---
title: Columnar Storage
description: Column-oriented indexing for fast filtering, sorting, and aggregates
canonical: https://docs.paradedb.com/documentation/indexing/columnar
---
By default, all non-text and non-JSON fields are indexed using ParadeDB's columnar format.
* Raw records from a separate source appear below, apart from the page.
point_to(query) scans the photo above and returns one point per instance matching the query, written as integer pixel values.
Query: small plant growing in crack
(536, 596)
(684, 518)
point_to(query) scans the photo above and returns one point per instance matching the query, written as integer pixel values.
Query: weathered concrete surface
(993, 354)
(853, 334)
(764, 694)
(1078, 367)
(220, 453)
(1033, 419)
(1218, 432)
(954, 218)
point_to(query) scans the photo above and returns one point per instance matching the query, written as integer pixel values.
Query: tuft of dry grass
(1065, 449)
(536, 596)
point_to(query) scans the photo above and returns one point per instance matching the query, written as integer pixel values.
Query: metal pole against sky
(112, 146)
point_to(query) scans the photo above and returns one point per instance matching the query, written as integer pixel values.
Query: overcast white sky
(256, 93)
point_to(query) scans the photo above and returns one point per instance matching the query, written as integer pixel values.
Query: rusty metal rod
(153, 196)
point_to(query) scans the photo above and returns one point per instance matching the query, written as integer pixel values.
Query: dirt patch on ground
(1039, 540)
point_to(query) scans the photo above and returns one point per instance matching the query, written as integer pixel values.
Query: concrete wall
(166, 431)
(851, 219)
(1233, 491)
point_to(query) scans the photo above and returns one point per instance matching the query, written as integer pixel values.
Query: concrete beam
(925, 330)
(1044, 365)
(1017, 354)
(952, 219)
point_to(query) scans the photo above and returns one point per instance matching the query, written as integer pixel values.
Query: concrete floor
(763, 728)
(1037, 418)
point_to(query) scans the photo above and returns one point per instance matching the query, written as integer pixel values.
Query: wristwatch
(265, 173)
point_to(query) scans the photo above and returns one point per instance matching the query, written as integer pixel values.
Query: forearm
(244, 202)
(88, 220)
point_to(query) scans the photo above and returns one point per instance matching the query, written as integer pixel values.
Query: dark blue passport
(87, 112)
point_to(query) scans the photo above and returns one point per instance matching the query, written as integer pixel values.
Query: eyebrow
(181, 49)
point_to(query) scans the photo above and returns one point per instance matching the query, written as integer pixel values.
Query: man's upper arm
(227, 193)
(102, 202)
This enables fast [filtering pushdown](/documentation/filtering#filter-pushdown), [Top K ordering](/documentation/sorting/topk), and
[aggregates](/documentation/aggregates/overview) over these fields. For example, in the following index definition, `rating` and `id` are columnar indexed
because they are integers, whereas `description` is not because it is text.
```sql SQL
CREATE INDEX search_idx ON mock_items
USING bm25 (id, description, rating)
WITH (key_field = 'id');
```
```python Django
from django.db import connection
from paradedb.indexes import BM25Index
with connection.schema_editor() as schema_editor:
schema_editor.add_index(
MockItem,
BM25Index(
fields={
"id": {},
"description": {},
"rating": {},
},
key_field="id",
name="search_idx",
),
)
```
```python SQLAlchemy
from sqlalchemy import Index
from paradedb.sqlalchemy import indexing
idx = Index(
"search_idx",
indexing.BM25Field(MockItem.id),
indexing.BM25Field(MockItem.description),
indexing.BM25Field(MockItem.rating),
postgresql_using="bm25",
postgresql_with={"key_field": "id"},
)
with engine.begin() as conn:
idx.create(conn)
```
```ruby Rails
ActiveRecord::Base.connection.add_bm25_index(
:mock_items,
fields: {
id: {},
description: {},
rating: {}
},
key_field: :id,
name: :search_idx
)
```
To enable columnar indexing for text and JSON fields, cast the field to a [tokenizer](/documentation/tokenizers/overview) with `columnar` set to `true`.
```sql SQL
CREATE INDEX search_idx ON mock_items
USING bm25 (id, (description::pdb.unicode_words('columnar=true')), rating)
WITH (key_field = 'id');
```
```python Django
from django.db import connection
from paradedb.indexes import BM25Index
with connection.schema_editor() as schema_editor:
schema_editor.add_index(
MockItem,
BM25Index(
fields={
"id": {},
"description": {
"tokenizer": "unicode_words",
"named_args": {"columnar": True},
},
"rating": {},
},
key_field="id",
name="search_idx",
),
)
```
```python SQLAlchemy
from sqlalchemy import Index
from paradedb.sqlalchemy import indexing
idx = Index(
"search_idx",
indexing.BM25Field(MockItem.id),
indexing.BM25Field(
MockItem.description,
tokenizer=indexing.tokenize.from_config(
{
"tokenizer": "unicode_words",
"named_args": {"columnar": True},
}
),
),
indexing.BM25Field(MockItem.rating),
postgresql_using="bm25",
postgresql_with={"key_field": "id"},
)
with engine.begin() as conn:
idx.create(conn)
```
```ruby Rails
ActiveRecord::Base.connection.add_bm25_index(
:mock_items,
fields: {
id: {},
description: {
tokenizer: :unicode_words,
named_args: { columnar: true }
},
rating: {}
},
key_field: :id,
name: :search_idx
)
```
The `columnar` option for tokenizers is available in versions `0.22.0` and
above.
Columnar defaults to `false` for all tokenizers besides [literal](/documentation/tokenizers/available-tokenizers/literal) and
[literal normalized](/documentation/tokenizers/available-tokenizers/literal-normalized), which default to
`true` and do not require an explicit setting.
The reason is that tokenized fields can represent large documents and would be expensive to store column-wise,
whereas literal and literal normalized fields are typically single-value and much more compact.
The columnar field stores the raw text value regardless of the tokenizer. For example, if `Hello world` is
split into tokens `hello` and `world`, the columnar value remains `Hello world`.
This is important because operations like filtering and sorting require the original field value, not the tokens.
Internally, Tantivy refers to columnar fields as fast fields. Our [legacy
docs](/legacy/indexing/create-index) also refer to these fields as fast.